Tash Mahnokaren
Staff Writer
Issues related to gender, sexual violence and sexual orientation permeate our everyday lives.
According to The National Coalition Against Domestic Violence, one in every four women will experience domestic violence in their lifetime.
While we may not be directly affected by these problems, it is hard to imagine that out of the women we encounter in our everyday lives, many are victims of gender related issues.
The Janet C. Anderson Gender Resource Center at Idaho State University serves as a safe haven to address and raise awareness on sensitive issues that are gender related. These range anywhere from issues of sexual orientation to domestic violence, birth control and education on building and maintaining healthy relationships.

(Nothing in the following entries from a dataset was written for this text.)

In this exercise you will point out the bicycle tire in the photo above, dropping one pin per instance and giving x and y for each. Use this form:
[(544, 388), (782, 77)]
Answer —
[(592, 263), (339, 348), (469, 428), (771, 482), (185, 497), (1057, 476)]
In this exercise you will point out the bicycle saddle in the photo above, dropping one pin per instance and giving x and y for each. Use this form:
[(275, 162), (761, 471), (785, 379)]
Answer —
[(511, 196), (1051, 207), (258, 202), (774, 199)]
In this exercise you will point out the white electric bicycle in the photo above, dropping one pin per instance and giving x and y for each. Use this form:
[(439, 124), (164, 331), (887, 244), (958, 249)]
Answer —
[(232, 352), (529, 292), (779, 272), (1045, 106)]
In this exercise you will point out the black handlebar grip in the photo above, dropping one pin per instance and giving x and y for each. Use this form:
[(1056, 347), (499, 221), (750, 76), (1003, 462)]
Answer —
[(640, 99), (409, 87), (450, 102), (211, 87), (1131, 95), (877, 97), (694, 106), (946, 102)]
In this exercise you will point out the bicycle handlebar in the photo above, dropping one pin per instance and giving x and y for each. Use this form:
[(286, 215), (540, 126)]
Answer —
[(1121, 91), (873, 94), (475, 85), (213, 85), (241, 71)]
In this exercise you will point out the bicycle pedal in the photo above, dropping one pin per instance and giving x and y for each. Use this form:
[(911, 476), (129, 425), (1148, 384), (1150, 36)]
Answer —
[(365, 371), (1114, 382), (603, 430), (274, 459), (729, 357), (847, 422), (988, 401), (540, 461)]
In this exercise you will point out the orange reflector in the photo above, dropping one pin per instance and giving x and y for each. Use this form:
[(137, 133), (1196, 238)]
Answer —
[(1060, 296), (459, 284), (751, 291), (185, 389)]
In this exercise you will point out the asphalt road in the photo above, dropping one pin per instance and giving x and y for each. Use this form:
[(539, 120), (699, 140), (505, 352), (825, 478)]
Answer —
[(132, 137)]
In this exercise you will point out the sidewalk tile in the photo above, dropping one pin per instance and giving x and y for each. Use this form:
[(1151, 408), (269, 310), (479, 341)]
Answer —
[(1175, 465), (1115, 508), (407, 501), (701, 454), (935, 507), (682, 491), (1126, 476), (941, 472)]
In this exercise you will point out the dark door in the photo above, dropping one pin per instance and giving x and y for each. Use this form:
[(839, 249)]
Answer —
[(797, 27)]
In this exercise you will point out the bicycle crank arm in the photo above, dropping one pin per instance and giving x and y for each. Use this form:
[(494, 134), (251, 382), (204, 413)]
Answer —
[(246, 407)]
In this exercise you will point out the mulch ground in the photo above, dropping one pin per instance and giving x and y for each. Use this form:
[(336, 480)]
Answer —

The Gender Resource Center started in 1986 because the dean of student affairs at the time, Janet Anderson, wanted to start a center for women.
“We provide education and develop programs to teach students, faculty and staff about any kind of gender-related issues that may be going on in the community and on campus,” said Stephanie Richardson, the center’s assistant director, grant writer and administrator.
“Women’s centers in universities were common during this period, , said Richardson. “However, instead of women’s centers, gender centers were created.”
Today, empowerment through education remains at the heart of the center’s hopes for the ISU community.
Located in Gravely Hall, the center doesn’t merely seek to serve as an outlet for women looking for help or advice on these issues but also hopes to strengthen women collectively through education.
The center is funded primarily through student fees and grants.
The Gender Resource Center, exclusively serving the ISU community, also aspires to empower women with the proper skills to recognize potentially harming situations and educate them on various ways to approach them.
“We try and bring a positive spin to campus by training Green Dot,” said Richardson. “60 percent of the time there is a bystander witnessing a situation but only 15 percent of the time does someone step in to do something.”
Green Dot, funded through the Department of Health and Welfare, is a national bystander prevention program, where Green Dot-certified individuals, like Richardson, are funded to go out on campus and train students, faculty and staff on how to be proactive bystanders. Individuals are taught proper intervention techniques in potentially threatening situations.
The Gender Resource Center currently remains in the process of developing Green Dot, which was launched last semester.
“We also have an educational series where we do lunchtime talks,” said Richardson. “This takes place the first Wednesday of every month and we invite people in.”
These lunchtime talks that take place in the Diversity Resource Center can cover anything from matters of feminism, women’s health, the struggles of women through time and their complicity in moving forward as a nation.
One of the three lunchtime talks that will be held during the Spring 2014 semester, will show a film screening of “Makers,” a series about women who have had a positive impact on the progress of America, according to Richardson.
In celebration of Women’s History Month, the center will also be hosting a conference with the College of Arts and Letters. This conference will focus on gender and sexuality in everyday life.
“This will be the first academic conference here at ISU,” said Richardson.
It will give students who want to present their papers an opportunity to do so.
Beginning on March 3, the center will host an art show called “She’s Got My Back,” which will run through the rest of the month. The show will display art that represents women helping other women in recognizing and addressing gender and sexuality issues.
The Gender Resource Center will host a film series called “Lunafest,” which will consist of short films by women and about women.
According to Richardson, the Janet C. Anderson Gender Resource Center’s library also holds a variety of educational material on gender-related topics.
“We do anything that can help women, LGBTQ and any related issues through education,” said Richardson.
In moving forward with this program, the center hopes to get the ISU community more involved with the center’s events.
The center remains open to suggestions for new programming ideas that cater to the interests of what students are seeking education on, pertaining to gender- and sexuality-related issues.
“We are a community within a community,” said Jessica Milford, an intern at the Gender Resource Center. “We provide resources to the ISU community that would otherwise not be available if we weren’t here.”